Sophomore Ali Dahmer didn’t know what the devil she was in for when she signed up for her interim class this year.
“It’s been my experience that I haven’t spent a lot of time on the theology of the devil and what our understanding of evil is,” said the religion major. “I’m not sure what I believe about the devil, but I’m hoping this class will make it a little clearer to me.”
Dahmer is one of 25 students studying “The Devil in Western Culture” during the January interim, Calvin’s three-week term which allows students to explore a topic in greater depth than they are able to do during a regular semester class.
History professor Bruce Berglund was inspired to teach on the topic after reading The Prince of Darkness by Jeffrey Burton Russell. “I was struck by how he took apart this concept, from the pre-Christian period and along the way as theologians added different insights.”
The class is co-taught by art history professor Henry Luttikhuizen, who has a particular interest in medieval art depicting judgment and sin.
The devil through the ages
While the class began with students offering their perspectives on the devil and what he does, it is not a theological study.

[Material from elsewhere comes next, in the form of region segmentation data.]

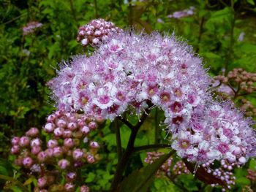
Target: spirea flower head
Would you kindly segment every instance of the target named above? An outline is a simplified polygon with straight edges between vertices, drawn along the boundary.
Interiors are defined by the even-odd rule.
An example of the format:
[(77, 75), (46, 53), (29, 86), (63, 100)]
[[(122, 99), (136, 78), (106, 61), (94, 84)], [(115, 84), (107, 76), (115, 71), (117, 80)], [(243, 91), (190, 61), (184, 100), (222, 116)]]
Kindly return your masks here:
[(23, 26), (22, 30), (23, 31), (23, 35), (28, 35), (29, 34), (32, 34), (34, 32), (34, 31), (42, 26), (42, 24), (41, 23), (39, 23), (37, 21), (31, 21), (26, 24), (26, 26)]
[(121, 31), (112, 22), (104, 19), (95, 19), (79, 28), (77, 40), (81, 42), (83, 46), (95, 45), (102, 40), (107, 39), (110, 34)]
[(201, 60), (173, 36), (122, 33), (110, 39), (92, 56), (75, 57), (51, 81), (60, 107), (113, 119), (128, 106), (140, 112), (151, 100), (177, 125), (208, 96)]
[(194, 111), (190, 126), (172, 136), (178, 155), (199, 164), (225, 159), (244, 164), (255, 156), (255, 133), (250, 120), (230, 105), (214, 102), (200, 112)]
[(90, 57), (73, 58), (50, 87), (59, 108), (95, 118), (157, 107), (179, 156), (244, 164), (255, 154), (255, 134), (238, 112), (214, 101), (210, 82), (201, 59), (174, 36), (129, 31), (110, 36)]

“This class is not about whether or not the devil actually exists,” said Luttikhuizen. “I can’t answer that question in the context of a class like this. Many people have dealt with that problem throughout history, and, therefore, it has become a historical issue. We’re trying to answer questions like ‘What do people picture him as?’ and ‘Why do people picture him this way?’”

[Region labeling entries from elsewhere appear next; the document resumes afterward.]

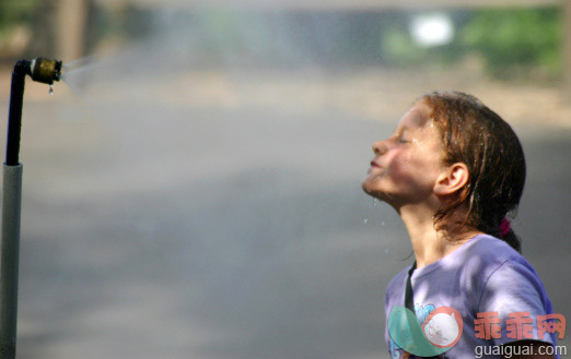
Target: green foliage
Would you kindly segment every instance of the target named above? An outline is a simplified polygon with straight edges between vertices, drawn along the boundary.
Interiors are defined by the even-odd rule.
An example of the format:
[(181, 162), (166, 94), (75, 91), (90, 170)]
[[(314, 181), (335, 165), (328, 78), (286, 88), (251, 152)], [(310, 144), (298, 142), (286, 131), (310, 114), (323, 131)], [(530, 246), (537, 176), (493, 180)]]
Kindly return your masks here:
[(482, 10), (463, 28), (462, 40), (479, 51), (498, 77), (533, 69), (557, 74), (561, 68), (559, 9)]

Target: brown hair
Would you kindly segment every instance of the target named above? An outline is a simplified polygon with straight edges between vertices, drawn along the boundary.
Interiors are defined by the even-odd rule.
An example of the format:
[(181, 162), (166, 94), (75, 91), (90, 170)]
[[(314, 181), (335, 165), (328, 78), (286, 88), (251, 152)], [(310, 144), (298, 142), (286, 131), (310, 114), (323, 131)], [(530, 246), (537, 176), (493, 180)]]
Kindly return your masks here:
[(520, 239), (501, 236), (500, 224), (515, 216), (525, 183), (525, 158), (517, 135), (498, 113), (476, 97), (461, 92), (433, 92), (420, 97), (431, 108), (431, 119), (442, 134), (444, 161), (464, 163), (468, 183), (442, 205), (434, 216), (436, 228), (448, 225), (454, 210), (468, 201), (465, 226), (501, 238), (520, 251)]

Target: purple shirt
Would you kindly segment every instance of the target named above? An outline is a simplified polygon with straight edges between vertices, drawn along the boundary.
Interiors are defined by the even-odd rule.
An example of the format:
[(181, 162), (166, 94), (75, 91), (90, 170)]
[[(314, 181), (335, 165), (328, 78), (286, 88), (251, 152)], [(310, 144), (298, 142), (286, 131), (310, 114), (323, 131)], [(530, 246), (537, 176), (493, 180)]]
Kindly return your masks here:
[[(405, 306), (409, 270), (410, 266), (403, 270), (388, 284), (385, 295), (387, 321), (393, 306)], [(411, 284), (415, 310), (420, 323), (439, 307), (452, 307), (462, 315), (464, 325), (459, 340), (440, 358), (475, 358), (479, 352), (482, 352), (483, 358), (502, 358), (501, 355), (490, 354), (501, 350), (493, 346), (517, 340), (510, 337), (517, 335), (513, 331), (515, 327), (510, 325), (509, 331), (508, 325), (509, 315), (514, 312), (529, 312), (533, 320), (525, 327), (518, 324), (517, 332), (525, 328), (528, 334), (533, 334), (533, 339), (556, 345), (557, 333), (545, 333), (539, 338), (537, 331), (537, 315), (552, 313), (551, 301), (541, 279), (529, 262), (502, 240), (487, 235), (476, 236), (440, 261), (416, 270)], [(476, 328), (474, 321), (478, 319), (478, 313), (483, 312), (498, 312), (501, 333), (496, 333), (496, 336), (501, 334), (499, 338), (477, 337), (483, 332), (482, 326)], [(392, 358), (409, 358), (391, 339), (387, 328), (385, 340)]]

Midway through the course, Luttikhuizen spent a class period on Martin Luther’s battle with the Catholic Church and how both sides were represented in 15th Century art. In one image depicting the temptation of Jesus, the devil is portrayed as Martin Luther himself.
The class also examined the depiction of evil, the Apocalypse, witches and demon possession in both art and literature throughout the centuries, with reference to Shakespeare, Milton and the Faust legend.
The contemporary devil
While prevalent in early western culture, the devil is also common in contemporary culture. “You have movies like The Exorcist and the Rolling Stones’ ‘Sympathy for the Devil,’” said Berglund. “We’re asking students to research how a more contemporary cultural artifact depicts the devil.”
As her research project, Dahmer has chosen to investigate how the devil and hell are represented in the Charlie Daniels Band’s song “The Devil went Down to Georgia.” “I’m interested in finding out how the devil and hell are portrayed in that song and comparing it to other historical perspectives,” she said.
In fact, it’s the cultural comparison that most interests Dahmer. “I chose this class partly because it’s not a religion course,” she said. “Sometimes we can get bogged down in the theology and not recognize how regular people are reacting. This is about how we react to evil in culture; that’s what makes it so interesting.
“I’m still not sure what I believe about the devil, but it has been helpful to see what people believed in the past about hell, the devil, evil and even God. It gives you a broader perspective to base your own opinion on.”